Back at my house, alone.

Allison was in Boulder, Colorado, for a conference. After that, she’d be traveling to attend her former father-in-law’s birthday.

I’d driven her to the airport, and she’d spent the night at my house. After I stashed her suitcases in the car, she removed something from her purse and handed it to me.

Petite, chrome-plated automatic. As I took it, she said, “Here’s the clip,” and gave me that, too.

“Forgot to leave it at home,” she explained. “Can’t get on the plane with it. Could you keep it for me?”

“Sure.” I placed the gun in my pocket.

“It’s registered, but I have no carry permit.

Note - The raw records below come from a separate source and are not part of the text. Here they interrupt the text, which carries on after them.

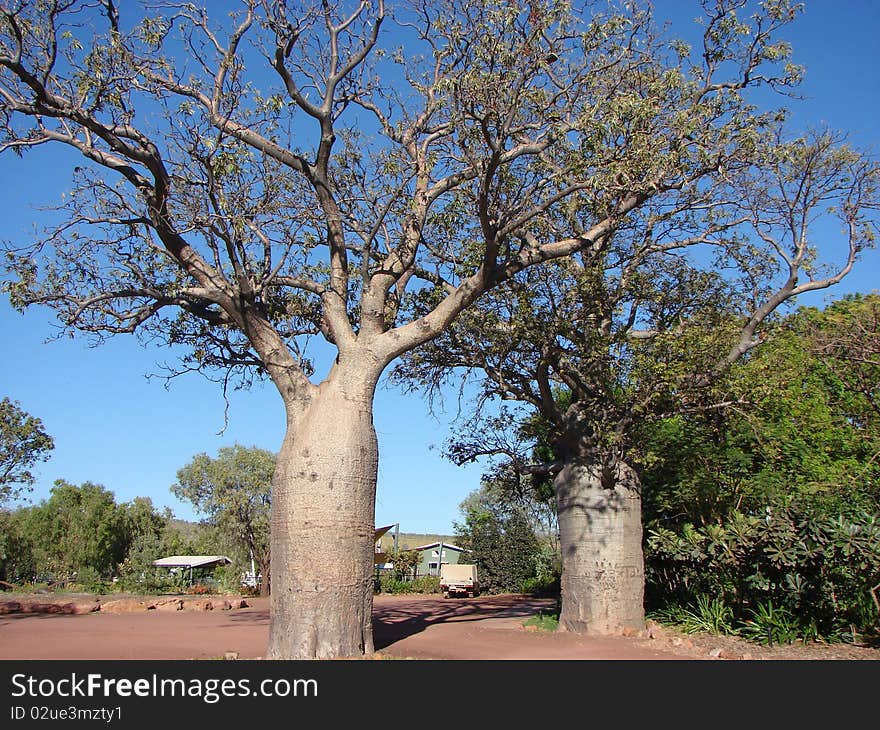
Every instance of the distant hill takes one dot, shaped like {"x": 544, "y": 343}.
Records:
{"x": 410, "y": 540}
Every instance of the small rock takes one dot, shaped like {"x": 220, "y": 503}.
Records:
{"x": 169, "y": 605}
{"x": 123, "y": 605}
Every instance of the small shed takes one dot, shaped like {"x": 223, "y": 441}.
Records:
{"x": 191, "y": 562}
{"x": 435, "y": 554}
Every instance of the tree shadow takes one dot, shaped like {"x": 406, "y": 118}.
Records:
{"x": 396, "y": 620}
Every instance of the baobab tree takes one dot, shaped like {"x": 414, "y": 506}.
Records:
{"x": 250, "y": 182}
{"x": 594, "y": 346}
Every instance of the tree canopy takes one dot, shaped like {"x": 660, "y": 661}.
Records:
{"x": 23, "y": 443}
{"x": 248, "y": 183}
{"x": 234, "y": 491}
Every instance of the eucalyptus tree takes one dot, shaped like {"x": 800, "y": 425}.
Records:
{"x": 234, "y": 491}
{"x": 596, "y": 345}
{"x": 23, "y": 442}
{"x": 249, "y": 183}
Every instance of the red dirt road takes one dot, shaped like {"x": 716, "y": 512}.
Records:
{"x": 421, "y": 627}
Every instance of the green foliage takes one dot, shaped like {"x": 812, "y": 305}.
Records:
{"x": 388, "y": 583}
{"x": 543, "y": 622}
{"x": 502, "y": 543}
{"x": 234, "y": 491}
{"x": 23, "y": 442}
{"x": 770, "y": 625}
{"x": 774, "y": 509}
{"x": 77, "y": 526}
{"x": 818, "y": 569}
{"x": 17, "y": 560}
{"x": 87, "y": 580}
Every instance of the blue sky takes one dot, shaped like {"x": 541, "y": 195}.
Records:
{"x": 115, "y": 427}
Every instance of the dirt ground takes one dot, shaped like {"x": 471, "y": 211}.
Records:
{"x": 416, "y": 627}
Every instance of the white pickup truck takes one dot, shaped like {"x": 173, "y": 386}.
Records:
{"x": 459, "y": 579}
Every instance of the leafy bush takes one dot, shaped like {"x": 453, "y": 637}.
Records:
{"x": 765, "y": 571}
{"x": 770, "y": 625}
{"x": 426, "y": 584}
{"x": 543, "y": 622}
{"x": 88, "y": 581}
{"x": 390, "y": 584}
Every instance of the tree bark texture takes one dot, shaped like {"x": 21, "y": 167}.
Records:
{"x": 600, "y": 531}
{"x": 323, "y": 511}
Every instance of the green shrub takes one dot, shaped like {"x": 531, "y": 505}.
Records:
{"x": 711, "y": 615}
{"x": 764, "y": 570}
{"x": 426, "y": 584}
{"x": 88, "y": 581}
{"x": 771, "y": 625}
{"x": 543, "y": 622}
{"x": 389, "y": 584}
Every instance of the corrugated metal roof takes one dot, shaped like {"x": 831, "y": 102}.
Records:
{"x": 190, "y": 561}
{"x": 436, "y": 544}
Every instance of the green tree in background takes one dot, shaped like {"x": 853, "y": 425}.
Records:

If that bothers you, you can put it in the house.”

“I’ll chance it. Ready to go?”

“Yup.”

As we neared the 405 South, she said, “You’re not going to ask?”

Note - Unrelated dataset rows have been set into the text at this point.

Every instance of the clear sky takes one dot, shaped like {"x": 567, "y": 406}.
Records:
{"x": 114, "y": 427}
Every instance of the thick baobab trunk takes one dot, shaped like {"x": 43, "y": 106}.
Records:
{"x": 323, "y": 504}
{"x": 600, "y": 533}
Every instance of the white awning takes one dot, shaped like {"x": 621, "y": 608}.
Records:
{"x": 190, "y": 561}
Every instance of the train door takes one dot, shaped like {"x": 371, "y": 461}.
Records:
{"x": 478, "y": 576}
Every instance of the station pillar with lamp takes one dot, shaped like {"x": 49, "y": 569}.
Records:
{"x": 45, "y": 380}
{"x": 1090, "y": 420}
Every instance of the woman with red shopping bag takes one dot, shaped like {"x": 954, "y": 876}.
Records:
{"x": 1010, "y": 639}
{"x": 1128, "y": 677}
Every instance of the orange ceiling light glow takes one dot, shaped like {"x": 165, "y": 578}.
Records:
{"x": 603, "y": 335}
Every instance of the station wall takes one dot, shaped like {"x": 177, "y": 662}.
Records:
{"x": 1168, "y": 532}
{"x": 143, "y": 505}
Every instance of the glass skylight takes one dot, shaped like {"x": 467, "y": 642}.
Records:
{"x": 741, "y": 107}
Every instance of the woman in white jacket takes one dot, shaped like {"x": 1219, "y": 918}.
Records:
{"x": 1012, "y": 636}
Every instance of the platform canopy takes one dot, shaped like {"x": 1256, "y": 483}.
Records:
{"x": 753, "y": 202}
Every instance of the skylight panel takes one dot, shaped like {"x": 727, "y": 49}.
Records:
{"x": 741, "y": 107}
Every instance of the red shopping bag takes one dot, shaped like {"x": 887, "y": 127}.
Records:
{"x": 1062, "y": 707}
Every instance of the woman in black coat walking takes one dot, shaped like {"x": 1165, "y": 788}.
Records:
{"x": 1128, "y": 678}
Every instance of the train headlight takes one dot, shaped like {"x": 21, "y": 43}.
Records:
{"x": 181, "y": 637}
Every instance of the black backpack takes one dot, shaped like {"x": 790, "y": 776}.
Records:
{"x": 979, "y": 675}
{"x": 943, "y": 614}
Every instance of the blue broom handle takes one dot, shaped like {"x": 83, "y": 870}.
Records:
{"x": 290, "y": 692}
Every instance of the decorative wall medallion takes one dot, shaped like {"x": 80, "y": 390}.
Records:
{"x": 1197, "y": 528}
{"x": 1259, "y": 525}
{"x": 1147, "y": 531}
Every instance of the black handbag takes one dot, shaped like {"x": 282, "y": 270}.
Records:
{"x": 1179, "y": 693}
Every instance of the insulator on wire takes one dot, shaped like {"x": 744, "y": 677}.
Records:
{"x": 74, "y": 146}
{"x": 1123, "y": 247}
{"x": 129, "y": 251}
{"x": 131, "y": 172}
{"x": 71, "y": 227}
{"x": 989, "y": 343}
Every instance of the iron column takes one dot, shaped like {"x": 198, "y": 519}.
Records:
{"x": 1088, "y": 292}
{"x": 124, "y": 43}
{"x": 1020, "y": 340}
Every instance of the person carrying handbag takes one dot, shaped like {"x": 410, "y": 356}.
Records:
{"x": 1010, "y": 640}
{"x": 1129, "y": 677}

“I figure you’ve got a reason.”

“The reason is after what happened to me, when I finally got my head straight, I told myself I’d avoid feeling that helpless again. I started with the usual stuff—self-defense courses, basic safety manuals. Then, years later, when I was a postdoc, I treated a woman who’d been raped twice. Two separate incidents, years apart. The first time she blamed herself. She’d been out-of-her-mind drunk, got picked up by a lowlife in a bar. The second time was some monster managing to jimmy a closed bedroom window. I did all I could for her, looked up gun shops in the yellow pages, bought my little chromium friend.”

“Makes sense.”

“Does it?”

“You kept it.”

“I like it,” she said. “I really think of it as my friend. I’m a pretty good shot. Took basic and intermediate training. Still go to the range once a month. Though I’ve missed a couple of months because we’ve been spending time.”

“Sorry to distract you.”

She touched my face. “Does it bother you?”

“No.”

“You’re sure.”

Within ten years, I’d shot two men to death. Both had been out to kill me. Evil men, self-defense, no option. Sometimes I still dreamed about them and woke up with acid in my stomach.

I said, “In the end we look out for ourselves.”

“True,” she said. “I didn’t really forget to leave it home. I wanted you to know.”